What did Rick Santorum mean when he said that President Obama is promoting a “phony theology?” It got more and more confusing as he tried to explain it and it still hasn’t gone away. Initially it seemed he might have been returning to hinting the president is a Muslim; then it seemed he might have been referring to Glenn Beck assertions last year that “progressives” embrace unbiblical “liberation theology.” RD’s own Anthea Butler suggested that the subtext was to suggest that the president is “not one of us” (a view with which I do not disagree).
On Face the Nation, Santorum insisted he was not questioning the president’s religion, that he was referring to the president’s commitment to environmentalism. If it seems like there is a disconnect here (questioning the president’s theology but not his religion?) it is because Santorum was being less than honest; in his view environmentalism is a religion. Santorum explained he was talking about
“this idea that man is here to serve the Earth, as opposed to husband its resources and be good stewards of the Earth. And I think that is a phony ideal. I don’t believe that that’s what we’re here to do—that man is here to use the resources and use them wisely, to care for the Earth, to be a steward of the Earth, but we’re not here to serve the Earth…. when you have a worldview that elevates the Earth above man and says that we can’t take those resources because we’re going to harm the Earth; by things that frankly are just not scientifically proven, for example, the politicization of the whole global warming debate—this is all an attempt to, you know, to centralize power and to give more power to the government.”

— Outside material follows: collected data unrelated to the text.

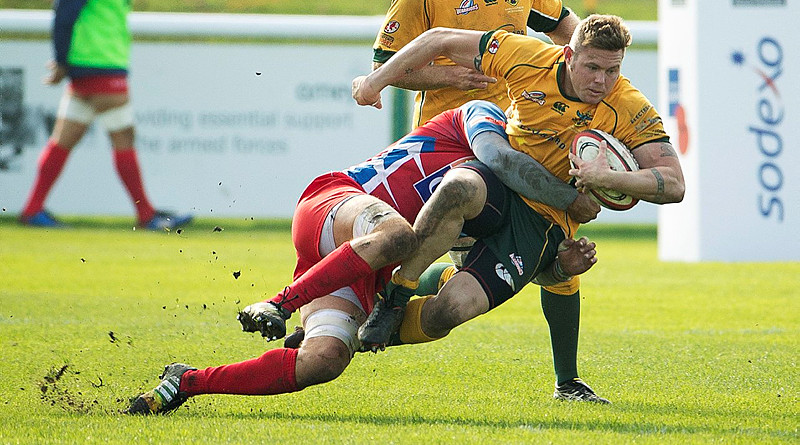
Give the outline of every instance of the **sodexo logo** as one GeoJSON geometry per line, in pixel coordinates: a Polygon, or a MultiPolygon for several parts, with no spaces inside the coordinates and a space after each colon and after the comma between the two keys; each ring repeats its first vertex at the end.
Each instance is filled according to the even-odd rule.
{"type": "Polygon", "coordinates": [[[758,163],[758,210],[764,219],[782,222],[784,218],[783,169],[780,164],[783,152],[781,123],[785,108],[781,99],[778,81],[783,75],[783,45],[774,37],[762,37],[756,43],[754,60],[742,51],[734,51],[734,65],[750,68],[755,74],[753,87],[756,90],[756,122],[747,130],[756,143],[760,160],[758,163]]]}

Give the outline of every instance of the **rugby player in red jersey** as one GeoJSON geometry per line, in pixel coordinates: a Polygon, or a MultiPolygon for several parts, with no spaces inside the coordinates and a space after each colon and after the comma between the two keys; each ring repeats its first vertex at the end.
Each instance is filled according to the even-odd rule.
{"type": "MultiPolygon", "coordinates": [[[[272,300],[239,314],[243,329],[260,331],[271,340],[285,335],[285,320],[299,308],[305,330],[302,346],[201,370],[168,365],[158,386],[134,399],[127,412],[164,413],[199,394],[288,393],[338,377],[361,347],[358,328],[373,309],[376,291],[390,279],[394,266],[418,247],[411,221],[431,195],[439,193],[437,185],[448,172],[471,169],[491,183],[483,196],[457,197],[480,202],[478,211],[465,215],[468,235],[480,237],[507,220],[503,212],[516,193],[559,206],[576,219],[594,219],[597,204],[511,149],[505,122],[496,105],[469,102],[436,116],[377,156],[312,181],[292,221],[298,258],[295,282],[272,300]],[[471,161],[475,157],[494,173],[471,161]],[[513,191],[506,191],[504,183],[513,191]]],[[[564,241],[563,233],[554,241],[552,249],[564,241]]],[[[570,275],[585,272],[596,261],[594,244],[585,239],[561,245],[558,267],[570,275]]],[[[555,263],[542,264],[538,272],[552,273],[555,263]]]]}

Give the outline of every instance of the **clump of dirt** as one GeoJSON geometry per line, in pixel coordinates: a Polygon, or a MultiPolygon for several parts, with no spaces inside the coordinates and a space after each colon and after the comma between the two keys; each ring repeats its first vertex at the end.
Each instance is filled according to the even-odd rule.
{"type": "MultiPolygon", "coordinates": [[[[79,374],[80,371],[70,369],[69,364],[50,368],[39,384],[42,392],[41,400],[51,406],[74,413],[89,413],[102,409],[97,399],[92,399],[81,391],[68,388],[69,385],[64,379],[79,374]]],[[[96,388],[104,386],[102,379],[100,379],[99,385],[95,383],[92,385],[96,388]]]]}

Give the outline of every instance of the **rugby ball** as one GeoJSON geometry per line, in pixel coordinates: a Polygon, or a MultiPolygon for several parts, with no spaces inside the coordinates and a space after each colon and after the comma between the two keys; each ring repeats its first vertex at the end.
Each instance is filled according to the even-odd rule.
{"type": "MultiPolygon", "coordinates": [[[[597,157],[597,153],[600,151],[600,142],[602,141],[606,141],[606,144],[608,144],[606,159],[612,170],[623,172],[639,170],[639,164],[631,151],[628,150],[628,147],[604,131],[581,131],[572,140],[570,152],[585,161],[591,161],[597,157]]],[[[574,164],[573,167],[575,167],[574,164]]],[[[637,198],[605,188],[589,190],[589,197],[597,201],[601,206],[611,210],[628,210],[639,202],[637,198]]]]}

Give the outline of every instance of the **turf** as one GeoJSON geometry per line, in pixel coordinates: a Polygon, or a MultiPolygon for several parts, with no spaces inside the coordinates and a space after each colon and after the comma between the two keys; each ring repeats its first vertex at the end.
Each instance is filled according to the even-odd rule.
{"type": "MultiPolygon", "coordinates": [[[[0,443],[797,443],[799,263],[661,263],[652,226],[588,226],[580,370],[553,400],[538,291],[438,342],[359,354],[329,384],[120,414],[163,365],[260,355],[237,308],[287,284],[286,221],[0,219],[0,443]],[[237,273],[238,272],[238,273],[237,273]],[[235,276],[235,275],[238,275],[235,276]]],[[[296,324],[296,319],[290,326],[296,324]]]]}

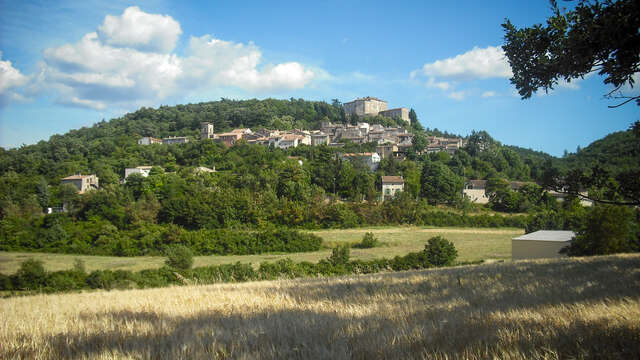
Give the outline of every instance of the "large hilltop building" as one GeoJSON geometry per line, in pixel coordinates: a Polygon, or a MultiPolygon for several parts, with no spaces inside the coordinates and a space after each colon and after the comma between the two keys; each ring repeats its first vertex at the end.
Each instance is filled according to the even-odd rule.
{"type": "Polygon", "coordinates": [[[404,121],[409,121],[409,109],[395,108],[387,110],[387,102],[372,96],[355,99],[344,103],[344,112],[347,115],[356,114],[358,116],[386,116],[399,117],[404,121]]]}

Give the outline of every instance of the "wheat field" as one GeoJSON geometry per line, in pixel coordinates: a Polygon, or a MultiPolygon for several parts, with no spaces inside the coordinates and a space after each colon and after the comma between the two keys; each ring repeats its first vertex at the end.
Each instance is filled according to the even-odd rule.
{"type": "Polygon", "coordinates": [[[0,299],[3,359],[632,359],[640,255],[0,299]]]}

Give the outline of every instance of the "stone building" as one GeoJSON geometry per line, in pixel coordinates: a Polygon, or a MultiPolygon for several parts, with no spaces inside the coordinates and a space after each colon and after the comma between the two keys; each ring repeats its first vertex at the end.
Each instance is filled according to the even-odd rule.
{"type": "Polygon", "coordinates": [[[200,124],[200,137],[202,140],[204,139],[213,139],[213,124],[208,122],[203,122],[200,124]]]}
{"type": "Polygon", "coordinates": [[[322,131],[311,134],[311,145],[328,145],[331,142],[329,135],[323,133],[322,131]]]}
{"type": "Polygon", "coordinates": [[[406,122],[409,122],[409,109],[399,107],[395,109],[383,110],[378,113],[380,116],[386,116],[389,118],[400,118],[406,122]]]}
{"type": "Polygon", "coordinates": [[[151,144],[162,144],[162,140],[156,139],[151,136],[145,136],[138,140],[138,145],[151,145],[151,144]]]}
{"type": "Polygon", "coordinates": [[[98,177],[91,175],[71,175],[60,180],[60,184],[71,184],[78,189],[79,194],[98,188],[98,177]]]}
{"type": "Polygon", "coordinates": [[[168,138],[162,139],[162,143],[165,145],[186,144],[188,142],[189,138],[186,136],[169,136],[168,138]]]}
{"type": "MultiPolygon", "coordinates": [[[[380,111],[387,110],[387,102],[375,97],[367,96],[344,103],[344,112],[347,115],[358,116],[378,115],[380,111]]],[[[408,116],[408,115],[407,115],[408,116]]]]}
{"type": "Polygon", "coordinates": [[[396,144],[378,145],[376,146],[376,152],[380,154],[380,158],[386,159],[393,157],[393,154],[398,152],[398,146],[396,144]]]}
{"type": "Polygon", "coordinates": [[[382,201],[385,198],[392,198],[398,191],[404,191],[404,179],[402,176],[382,177],[382,201]]]}

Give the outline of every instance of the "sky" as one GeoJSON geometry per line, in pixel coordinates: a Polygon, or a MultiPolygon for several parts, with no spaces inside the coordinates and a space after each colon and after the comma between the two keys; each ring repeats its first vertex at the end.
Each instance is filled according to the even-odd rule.
{"type": "Polygon", "coordinates": [[[561,156],[639,113],[609,109],[597,74],[520,99],[500,24],[549,15],[544,0],[2,0],[0,146],[142,106],[375,96],[424,127],[561,156]]]}

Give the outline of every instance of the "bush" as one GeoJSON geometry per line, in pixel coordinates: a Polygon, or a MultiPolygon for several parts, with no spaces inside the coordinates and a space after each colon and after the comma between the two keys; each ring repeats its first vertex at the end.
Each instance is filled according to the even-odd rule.
{"type": "Polygon", "coordinates": [[[193,265],[193,252],[184,245],[173,245],[167,248],[165,264],[177,270],[189,270],[193,265]]]}
{"type": "Polygon", "coordinates": [[[373,236],[373,233],[368,232],[364,234],[364,236],[362,237],[362,241],[353,244],[353,247],[358,249],[371,249],[380,245],[382,244],[375,236],[373,236]]]}
{"type": "Polygon", "coordinates": [[[87,276],[87,285],[92,289],[111,289],[115,283],[115,276],[111,270],[95,270],[87,276]]]}
{"type": "Polygon", "coordinates": [[[343,244],[334,247],[328,260],[334,266],[347,264],[349,262],[349,245],[343,244]]]}
{"type": "Polygon", "coordinates": [[[451,266],[458,257],[458,250],[449,240],[436,236],[429,239],[424,247],[424,254],[433,266],[451,266]]]}
{"type": "Polygon", "coordinates": [[[0,273],[0,290],[13,290],[11,277],[0,273]]]}
{"type": "Polygon", "coordinates": [[[36,290],[40,289],[46,279],[47,272],[42,265],[42,261],[29,259],[20,265],[20,269],[16,272],[15,289],[36,290]]]}

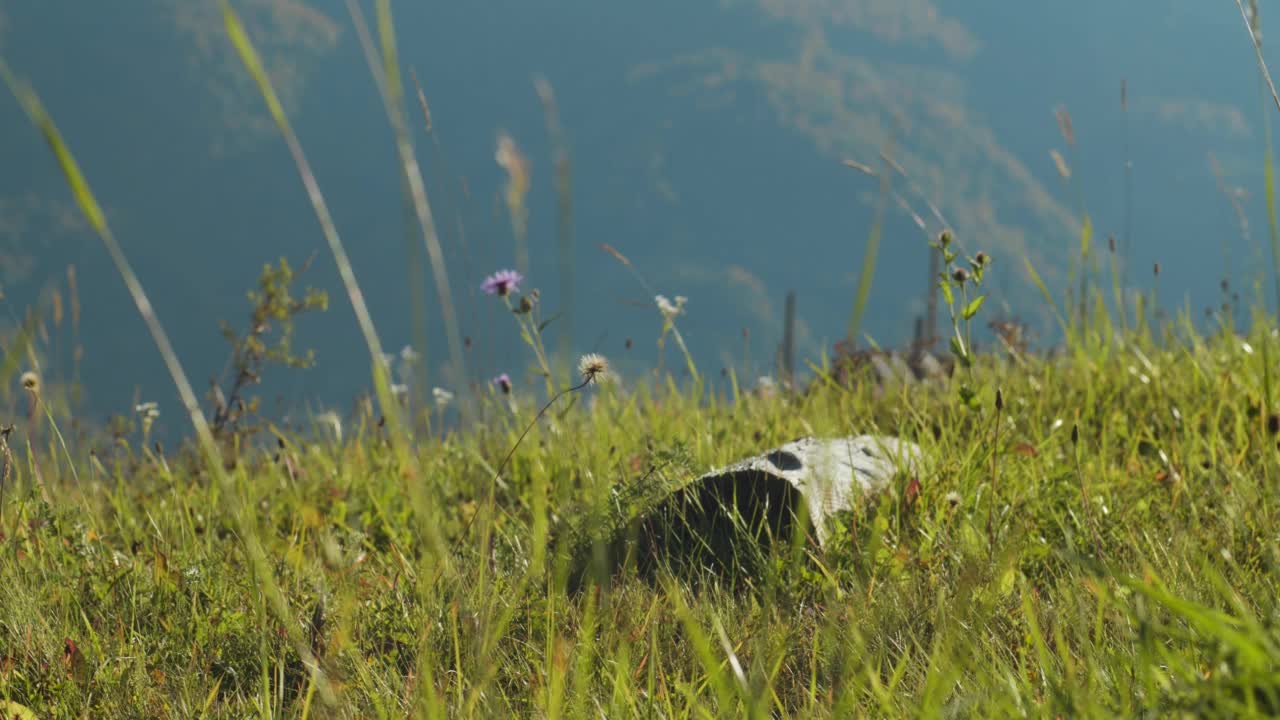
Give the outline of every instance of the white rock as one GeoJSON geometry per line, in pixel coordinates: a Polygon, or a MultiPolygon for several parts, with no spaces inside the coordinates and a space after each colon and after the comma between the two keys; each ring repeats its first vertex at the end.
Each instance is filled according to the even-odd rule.
{"type": "Polygon", "coordinates": [[[748,482],[757,473],[784,480],[804,497],[818,543],[824,545],[828,518],[852,509],[859,497],[883,491],[899,471],[920,474],[923,461],[918,445],[894,437],[801,438],[709,472],[690,487],[723,475],[748,482]]]}

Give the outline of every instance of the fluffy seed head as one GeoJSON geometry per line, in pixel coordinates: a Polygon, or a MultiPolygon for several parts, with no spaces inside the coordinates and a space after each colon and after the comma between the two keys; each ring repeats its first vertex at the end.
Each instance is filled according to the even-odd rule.
{"type": "Polygon", "coordinates": [[[604,382],[609,377],[609,361],[603,355],[587,353],[578,360],[578,374],[583,382],[604,382]]]}

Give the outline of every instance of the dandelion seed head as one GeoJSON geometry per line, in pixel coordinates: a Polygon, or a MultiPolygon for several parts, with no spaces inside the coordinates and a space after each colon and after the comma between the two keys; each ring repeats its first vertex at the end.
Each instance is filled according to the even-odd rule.
{"type": "Polygon", "coordinates": [[[609,361],[603,355],[587,353],[578,360],[578,374],[584,382],[604,382],[609,379],[609,361]]]}
{"type": "Polygon", "coordinates": [[[34,371],[28,370],[22,373],[22,387],[33,393],[40,392],[40,376],[34,371]]]}

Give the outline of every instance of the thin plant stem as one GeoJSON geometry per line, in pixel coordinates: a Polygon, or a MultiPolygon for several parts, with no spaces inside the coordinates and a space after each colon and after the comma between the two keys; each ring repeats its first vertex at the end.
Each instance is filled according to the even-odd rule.
{"type": "Polygon", "coordinates": [[[991,441],[991,502],[987,505],[987,543],[990,546],[991,557],[995,557],[996,552],[996,474],[997,462],[1000,456],[1000,416],[1004,411],[1004,394],[999,389],[996,390],[996,424],[993,431],[994,437],[991,441]]]}
{"type": "MultiPolygon", "coordinates": [[[[1262,55],[1262,41],[1258,39],[1257,33],[1253,31],[1253,23],[1249,21],[1249,13],[1244,9],[1243,0],[1236,0],[1236,7],[1240,9],[1240,19],[1244,21],[1244,29],[1249,33],[1249,40],[1253,43],[1253,52],[1258,58],[1258,69],[1262,71],[1262,79],[1267,83],[1267,89],[1271,91],[1271,100],[1275,103],[1276,110],[1280,111],[1280,94],[1276,93],[1276,84],[1271,80],[1271,71],[1267,69],[1267,60],[1262,55]]],[[[1272,170],[1271,160],[1271,133],[1270,121],[1267,120],[1267,211],[1268,220],[1271,223],[1271,264],[1273,270],[1272,281],[1276,290],[1276,311],[1280,312],[1280,234],[1276,232],[1275,219],[1275,199],[1274,193],[1274,174],[1272,170]]]]}
{"type": "MultiPolygon", "coordinates": [[[[462,334],[458,329],[457,313],[453,306],[453,291],[449,286],[449,273],[445,267],[444,251],[440,246],[440,236],[436,231],[435,219],[431,212],[431,204],[427,199],[426,183],[422,179],[422,169],[414,155],[413,145],[409,140],[408,123],[404,113],[404,92],[400,82],[399,60],[397,59],[395,27],[391,19],[389,0],[378,0],[378,35],[382,41],[382,67],[378,67],[373,40],[369,35],[368,25],[364,21],[364,13],[356,0],[347,0],[347,10],[356,26],[356,34],[360,46],[364,49],[365,59],[369,63],[370,73],[382,96],[383,106],[395,134],[396,153],[400,158],[400,167],[408,184],[409,195],[413,201],[413,209],[422,228],[422,239],[427,247],[427,258],[431,263],[431,275],[436,284],[437,300],[440,313],[444,318],[445,338],[449,346],[449,360],[453,365],[459,387],[466,384],[466,359],[462,354],[462,334]]],[[[460,396],[459,409],[463,413],[463,424],[470,418],[470,395],[460,396]]]]}

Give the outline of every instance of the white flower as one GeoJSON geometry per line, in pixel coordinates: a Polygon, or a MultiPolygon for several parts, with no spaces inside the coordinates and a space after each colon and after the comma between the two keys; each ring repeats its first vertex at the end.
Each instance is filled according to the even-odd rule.
{"type": "Polygon", "coordinates": [[[414,350],[413,347],[409,345],[405,345],[400,348],[400,362],[406,365],[412,365],[417,362],[420,357],[422,356],[418,354],[418,351],[414,350]]]}
{"type": "Polygon", "coordinates": [[[445,409],[449,406],[449,403],[453,402],[453,393],[440,387],[431,388],[431,397],[435,398],[436,407],[441,410],[445,409]]]}
{"type": "Polygon", "coordinates": [[[653,301],[658,305],[658,312],[662,313],[664,320],[668,322],[675,319],[677,315],[684,314],[684,304],[689,301],[683,295],[677,295],[676,301],[673,303],[667,299],[666,295],[655,295],[653,301]]]}
{"type": "Polygon", "coordinates": [[[603,355],[587,353],[578,360],[578,374],[584,383],[604,382],[609,379],[609,361],[603,355]]]}
{"type": "Polygon", "coordinates": [[[155,420],[160,417],[160,407],[153,402],[138,403],[133,406],[133,411],[147,420],[155,420]]]}
{"type": "Polygon", "coordinates": [[[391,394],[396,397],[404,397],[409,394],[409,386],[404,383],[396,383],[391,386],[391,394]]]}
{"type": "Polygon", "coordinates": [[[959,504],[960,504],[960,493],[955,492],[954,490],[953,490],[953,491],[951,491],[951,492],[949,492],[949,493],[947,493],[947,504],[948,504],[948,505],[950,505],[951,507],[955,507],[955,506],[959,505],[959,504]]]}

“I’m talking about the belief that man should be in charge of the Earth and have dominion over it and should be good stewards of it.”
This view of the environmental movement as a religion in and of itself, and one explicitly at odds with Christianity, is widespread on the religious right and especially in the Christian right wing of the homeschooling movement of which Santorum is a part. Rachel Tabachnick over at Talk to Action has a great piece on the Cornwall Alliance, its anti-environmental film Resisting the Green Dragon, and the (biblical) economics of both.
While this view is by no means limited to Christian Reconstructionists, they are important in the development and dissemination of it. In his 1967 work The Mythology of Science, Rushdoony characterized biblical Christianity and environmentalism as “two rival faiths.” In the earliest years of the Reconstructionist movement, this critique was the basis for the opposition to efforts at population control (in 1975 Rushdoony wrote The Myth of Overpopulation). By 2000, in his Systematic Theology, Rushdoony wrote:
“The anti-Christianity of modern humanism has led to an hatred of both God and man, and a readiness to sacrifice man to nature…. The Bible separates man from the rest of creation because man is God’s image-bearer and is called to exercise dominion. The environmentalists separate man from nature as the destroyer who must be restrained and suppressed in his dedication to dominion and development.”
One of the best examples of a Reconstructionist-oriented dissemination of this view of environmentalism as a rival theology to biblical Christianity is found in the work of Doug Phillips and his organization Vision Forum. Phillips is a pillar of the biblical patriarchy and Christian homeschooling networks, appearing at homeschool conventions across the country. I explored the contemporary Christian Reconstructionists’ anti-environmentalism in his Earth Day blog here, and the way in which this this developing critique and countering environmentalism (that they call pantheism) was one of Vision Forums key “accomplishments” in 2010 here and 2011 here.
According to Vision Forum’s year-end report,
“Without a proper understanding of the biblical doctrine of creation, man, the animal kingdom, dominion and sovereignty, our children may well fall prey to the vision-destroying false worship and spirit of the age—environmental pantheism. Environmental pantheism is a direct attack on the biblical family because it devalues human life and seeks to obliterate the mandate that men through their families take dominion over the earth. Most importantly, it substitutes the worship of the creature, for the worship of the Creator.”
This is not to claim that Santorum is a secret Reconstructionist, but rather to point out how successful Reconstructionists have been at shaping the discourse in the half-century since Rushdoony began writing.